BİZ DE FİNANSAL ENSTRÜMANLARA YATIRIM YAPIYORUZ
Deniz Yurtseven, bu sene ise BES fonlarında enflasyonun altında kaldığı bir dönem yaşandığını belirterek, bu konuda şunları söyledi:
“Geçtiğimiz 5 ay içerisinde enflasyonun üzerinde getiri sağlayan herhangi bir finansal enstrüman var mı diye baktım. Mayıs ayı hariç enflasyonun yüzde 31-32’lerde olduğunu görüyoruz. Buraya en yakın performans sağlayan finansal enstrüman altın olmuş. İlk 5 ayda yüzde 25 getiri sağlamış. Mesela dolar yüzde 22, Euro yüzde 15, mevduata baktığımızda yüzde 5,5’larda net getiri sağlamış. Yani bankaya mevduata paranızı yatırdığınızda yılın başından bugüne kadar 5,5 gibi getiri sağlarken emeklilik yatırım fonlarında bu ortalama yüzde 18-20 seviyesinin üzerinde. Herhangi bir finansal enstrümanın enflasyonun üzerinde bir getiri sağlayamadığı bir ortamda emeklilik fonlarının bunu başarması çok kolay değil. Çünkü birbiriyle beraber hareket ediyor ve biz de o finansal enstrümanlara yatırım yapıyoruz, emekli fonları olarak.”

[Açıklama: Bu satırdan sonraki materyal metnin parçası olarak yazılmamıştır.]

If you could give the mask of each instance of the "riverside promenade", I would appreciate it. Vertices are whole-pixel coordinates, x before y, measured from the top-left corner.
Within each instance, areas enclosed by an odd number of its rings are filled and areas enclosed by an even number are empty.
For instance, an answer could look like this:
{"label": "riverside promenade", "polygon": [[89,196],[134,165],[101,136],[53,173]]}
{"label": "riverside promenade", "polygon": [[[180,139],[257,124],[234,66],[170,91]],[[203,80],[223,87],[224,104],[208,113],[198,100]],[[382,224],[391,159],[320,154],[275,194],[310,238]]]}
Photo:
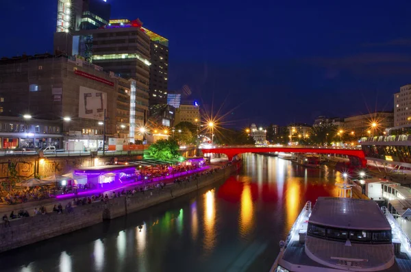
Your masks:
{"label": "riverside promenade", "polygon": [[[196,191],[213,183],[223,182],[239,170],[241,166],[240,160],[227,165],[213,166],[213,171],[208,170],[208,174],[200,175],[190,182],[169,183],[163,188],[137,192],[132,195],[75,206],[69,210],[64,210],[62,214],[48,212],[21,218],[10,221],[10,226],[0,224],[0,252],[74,232],[103,220],[125,216]],[[64,206],[62,201],[60,202]],[[48,211],[51,212],[50,210]]]}

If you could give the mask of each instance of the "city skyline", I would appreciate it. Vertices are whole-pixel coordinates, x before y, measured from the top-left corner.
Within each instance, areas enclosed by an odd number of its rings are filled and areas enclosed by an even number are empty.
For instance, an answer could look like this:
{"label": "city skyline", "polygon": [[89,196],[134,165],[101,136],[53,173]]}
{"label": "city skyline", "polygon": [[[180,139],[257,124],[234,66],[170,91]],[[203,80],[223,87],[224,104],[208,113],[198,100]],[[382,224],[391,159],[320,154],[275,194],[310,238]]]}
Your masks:
{"label": "city skyline", "polygon": [[[230,10],[229,2],[219,10],[212,2],[181,10],[173,8],[177,3],[158,10],[157,3],[108,3],[112,18],[139,18],[169,39],[169,90],[187,84],[206,105],[228,97],[227,109],[240,105],[230,114],[238,126],[392,110],[394,93],[410,82],[406,10],[411,4],[405,1],[395,7],[364,2],[355,9],[270,3],[251,12],[238,5]],[[55,1],[9,1],[5,7],[5,21],[16,12],[26,19],[5,29],[1,57],[52,52]],[[30,27],[31,20],[38,24]],[[22,36],[16,27],[29,31]]]}

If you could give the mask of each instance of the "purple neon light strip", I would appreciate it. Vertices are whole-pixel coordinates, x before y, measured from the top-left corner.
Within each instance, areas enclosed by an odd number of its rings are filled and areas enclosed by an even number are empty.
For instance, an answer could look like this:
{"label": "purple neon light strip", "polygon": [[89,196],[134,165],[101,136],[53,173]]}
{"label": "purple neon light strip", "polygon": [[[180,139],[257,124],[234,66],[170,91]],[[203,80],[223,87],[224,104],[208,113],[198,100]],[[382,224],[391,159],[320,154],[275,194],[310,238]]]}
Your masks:
{"label": "purple neon light strip", "polygon": [[[168,175],[166,177],[155,177],[155,178],[153,179],[152,182],[151,181],[151,180],[147,180],[149,181],[149,182],[147,182],[147,183],[159,182],[160,180],[171,180],[171,179],[177,177],[181,177],[182,175],[186,175],[192,174],[192,173],[197,173],[197,172],[201,172],[204,170],[207,170],[209,168],[210,168],[210,166],[203,166],[203,167],[201,167],[201,168],[199,168],[199,169],[195,169],[195,170],[190,170],[190,171],[188,171],[186,172],[180,172],[177,174]],[[132,186],[134,185],[138,185],[138,184],[141,184],[142,183],[142,182],[137,182],[128,183],[126,184],[118,184],[118,186],[116,186],[116,187],[102,188],[101,189],[89,190],[77,193],[77,195],[75,195],[74,193],[60,195],[55,197],[58,199],[66,199],[72,198],[72,197],[81,197],[81,196],[92,195],[95,195],[95,194],[99,194],[100,193],[104,193],[105,192],[110,192],[112,190],[118,190],[118,189],[120,189],[123,187],[129,187],[129,186]]]}

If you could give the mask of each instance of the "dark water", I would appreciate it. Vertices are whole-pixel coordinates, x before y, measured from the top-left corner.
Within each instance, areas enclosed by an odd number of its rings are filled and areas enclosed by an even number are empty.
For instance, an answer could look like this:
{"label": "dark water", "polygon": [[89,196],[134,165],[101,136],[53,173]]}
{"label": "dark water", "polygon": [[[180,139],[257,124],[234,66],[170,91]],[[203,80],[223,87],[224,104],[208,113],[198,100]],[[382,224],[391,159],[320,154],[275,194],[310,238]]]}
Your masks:
{"label": "dark water", "polygon": [[268,271],[306,201],[336,196],[340,175],[244,159],[222,184],[0,254],[0,271]]}

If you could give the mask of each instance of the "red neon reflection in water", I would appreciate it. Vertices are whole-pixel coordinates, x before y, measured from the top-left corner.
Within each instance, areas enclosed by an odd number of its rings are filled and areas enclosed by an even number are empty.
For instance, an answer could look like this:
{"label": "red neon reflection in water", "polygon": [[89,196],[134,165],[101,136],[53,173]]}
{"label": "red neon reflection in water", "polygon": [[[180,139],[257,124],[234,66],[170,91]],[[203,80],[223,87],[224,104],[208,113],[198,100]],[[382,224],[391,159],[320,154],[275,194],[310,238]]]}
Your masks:
{"label": "red neon reflection in water", "polygon": [[[247,227],[246,229],[250,227],[253,219],[252,219],[252,214],[245,213],[253,213],[252,206],[258,199],[264,203],[284,205],[286,222],[288,227],[290,227],[301,212],[302,206],[307,201],[311,201],[314,203],[319,197],[338,196],[338,188],[333,182],[325,183],[319,179],[316,181],[315,178],[312,177],[310,177],[310,182],[307,182],[301,177],[289,177],[284,182],[282,191],[279,191],[278,187],[273,182],[263,181],[260,184],[249,182],[248,177],[230,177],[220,187],[217,193],[217,197],[220,199],[232,203],[240,203],[242,205],[241,222],[246,223],[244,224],[244,227]],[[260,190],[259,186],[261,187]],[[284,197],[284,200],[282,197]],[[252,201],[250,203],[250,201]]]}

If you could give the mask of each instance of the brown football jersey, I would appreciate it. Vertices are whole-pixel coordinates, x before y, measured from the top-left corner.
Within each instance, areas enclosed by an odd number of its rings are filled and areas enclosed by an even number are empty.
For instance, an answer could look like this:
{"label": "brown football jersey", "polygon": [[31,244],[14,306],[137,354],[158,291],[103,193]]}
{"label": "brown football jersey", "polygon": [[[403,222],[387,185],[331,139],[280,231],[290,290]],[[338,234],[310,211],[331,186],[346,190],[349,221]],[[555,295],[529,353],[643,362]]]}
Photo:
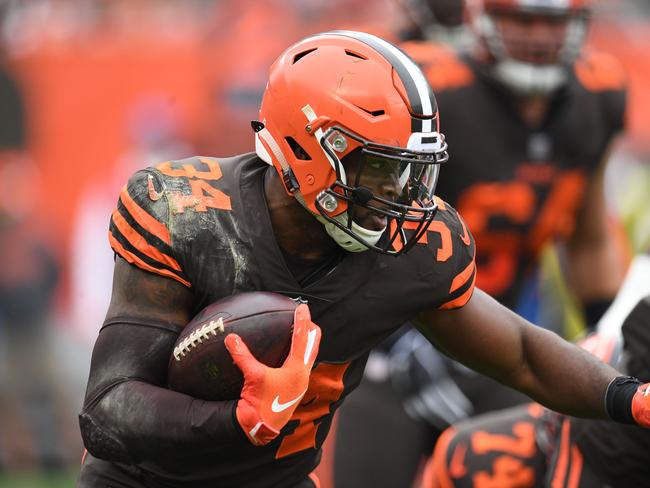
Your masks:
{"label": "brown football jersey", "polygon": [[331,271],[300,285],[271,227],[266,171],[272,169],[253,153],[166,162],[129,180],[111,219],[114,251],[189,287],[196,311],[235,293],[272,291],[307,300],[323,331],[309,389],[278,438],[229,449],[185,473],[139,466],[174,486],[289,486],[304,479],[318,464],[334,412],[361,380],[368,351],[421,311],[462,307],[474,288],[473,238],[442,200],[408,253],[345,253]]}

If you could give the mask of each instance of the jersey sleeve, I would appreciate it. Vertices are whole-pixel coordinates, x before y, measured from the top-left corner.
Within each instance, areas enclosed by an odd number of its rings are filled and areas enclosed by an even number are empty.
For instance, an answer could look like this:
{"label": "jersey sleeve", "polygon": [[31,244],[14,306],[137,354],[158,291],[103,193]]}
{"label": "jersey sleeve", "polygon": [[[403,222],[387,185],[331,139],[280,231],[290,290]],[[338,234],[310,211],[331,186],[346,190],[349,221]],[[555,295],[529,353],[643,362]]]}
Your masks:
{"label": "jersey sleeve", "polygon": [[[452,310],[461,308],[472,297],[476,284],[476,246],[474,237],[458,212],[449,204],[438,201],[440,222],[449,229],[451,256],[444,263],[441,275],[446,296],[438,300],[437,308]],[[444,249],[444,245],[441,249]]]}
{"label": "jersey sleeve", "polygon": [[629,85],[623,65],[610,54],[588,50],[576,61],[574,71],[582,87],[600,98],[610,133],[620,132],[627,117]]}
{"label": "jersey sleeve", "polygon": [[108,240],[127,262],[191,287],[175,255],[169,231],[169,205],[158,174],[135,173],[122,188],[111,215]]}

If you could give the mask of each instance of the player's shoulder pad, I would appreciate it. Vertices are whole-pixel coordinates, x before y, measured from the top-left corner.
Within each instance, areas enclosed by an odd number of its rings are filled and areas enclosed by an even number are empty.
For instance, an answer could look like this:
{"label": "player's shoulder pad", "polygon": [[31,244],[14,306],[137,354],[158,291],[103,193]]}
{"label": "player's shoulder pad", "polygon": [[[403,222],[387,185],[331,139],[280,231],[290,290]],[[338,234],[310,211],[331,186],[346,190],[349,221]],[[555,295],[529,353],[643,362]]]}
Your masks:
{"label": "player's shoulder pad", "polygon": [[109,242],[129,263],[190,287],[174,253],[169,218],[163,175],[154,168],[139,170],[120,191]]}
{"label": "player's shoulder pad", "polygon": [[438,212],[429,231],[440,235],[435,258],[446,269],[447,286],[447,296],[438,308],[449,310],[462,307],[472,296],[476,283],[476,247],[472,233],[458,212],[437,197],[436,201]]}
{"label": "player's shoulder pad", "polygon": [[628,76],[621,62],[611,54],[587,49],[574,63],[580,84],[588,91],[624,91]]}
{"label": "player's shoulder pad", "polygon": [[474,82],[471,68],[448,46],[431,41],[408,41],[400,47],[420,66],[436,93]]}

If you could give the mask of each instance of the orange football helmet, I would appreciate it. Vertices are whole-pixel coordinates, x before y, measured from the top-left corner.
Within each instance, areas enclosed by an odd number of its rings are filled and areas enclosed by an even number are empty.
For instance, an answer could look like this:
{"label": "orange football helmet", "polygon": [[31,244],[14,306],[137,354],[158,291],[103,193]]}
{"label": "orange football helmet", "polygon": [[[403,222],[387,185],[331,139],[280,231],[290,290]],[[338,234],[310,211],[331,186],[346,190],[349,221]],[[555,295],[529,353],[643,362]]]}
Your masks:
{"label": "orange football helmet", "polygon": [[289,47],[271,66],[253,129],[259,157],[346,250],[406,252],[433,220],[448,159],[436,100],[387,41],[333,31]]}
{"label": "orange football helmet", "polygon": [[564,84],[584,44],[592,0],[467,1],[495,78],[521,95]]}

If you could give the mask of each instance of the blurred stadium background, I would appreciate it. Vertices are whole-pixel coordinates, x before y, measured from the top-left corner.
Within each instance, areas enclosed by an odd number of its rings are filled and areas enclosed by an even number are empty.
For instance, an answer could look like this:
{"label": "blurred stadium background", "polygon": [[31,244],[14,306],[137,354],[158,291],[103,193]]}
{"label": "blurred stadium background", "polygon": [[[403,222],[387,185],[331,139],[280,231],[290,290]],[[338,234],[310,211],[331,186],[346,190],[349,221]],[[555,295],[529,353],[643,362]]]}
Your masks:
{"label": "blurred stadium background", "polygon": [[[108,219],[128,175],[250,150],[274,57],[333,28],[393,38],[397,3],[0,0],[0,488],[74,486]],[[590,43],[630,76],[607,184],[632,254],[650,244],[650,2],[601,1]]]}

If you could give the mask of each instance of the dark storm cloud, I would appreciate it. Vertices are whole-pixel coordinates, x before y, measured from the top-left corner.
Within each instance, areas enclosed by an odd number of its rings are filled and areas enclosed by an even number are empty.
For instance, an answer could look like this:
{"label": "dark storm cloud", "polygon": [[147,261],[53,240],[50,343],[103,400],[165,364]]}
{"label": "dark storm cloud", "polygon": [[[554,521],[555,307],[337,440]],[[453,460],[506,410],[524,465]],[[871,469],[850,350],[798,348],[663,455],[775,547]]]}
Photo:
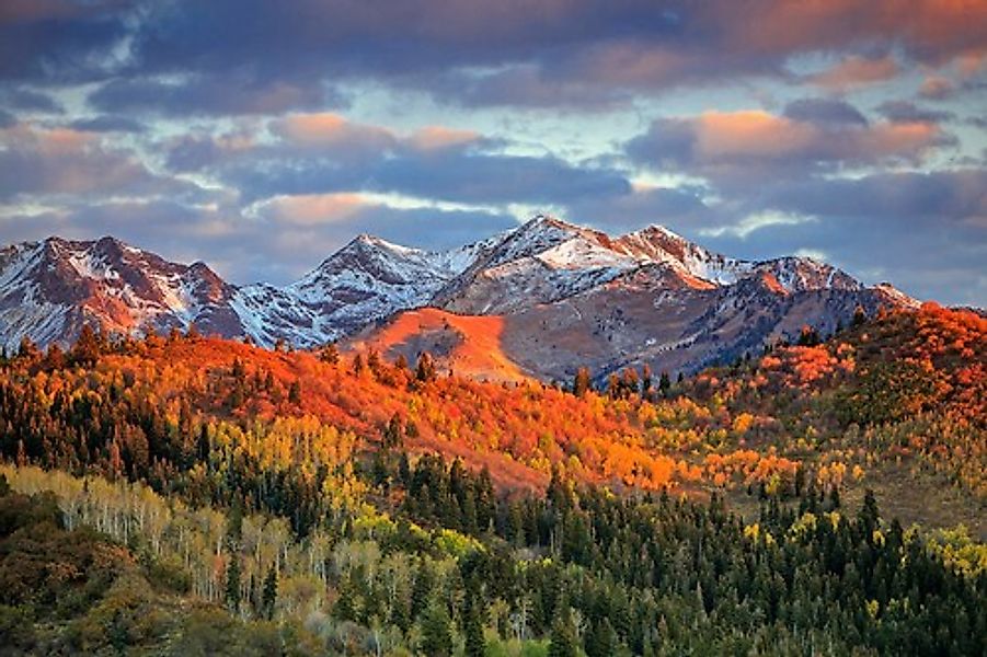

Enflasyon yüksek olduğu dönemlerde her zaman hisse senetleri, altın ve yabancı para fonlarının daha yüksek performans sergilediğini ifade eden Yurtseven, “Enflasyonun düşüşe geçtiği zamanlarda ise devlet iç borçlanma araçları öne çıkıyor. Bunu altını çizerek söylüyorum, çünkü bir yerde enflasyonun piki gördükten sonra düşmeye başlayacağını öngörüyoruz. Her zaman böyle olmuştur. İşte o düşmeye başladığı andan itibaren devlet iç borçlanma araçlarından oluşan daha riski düşük fonların daha yüksek performans sağlayacağını öngörebiliriz” dedi.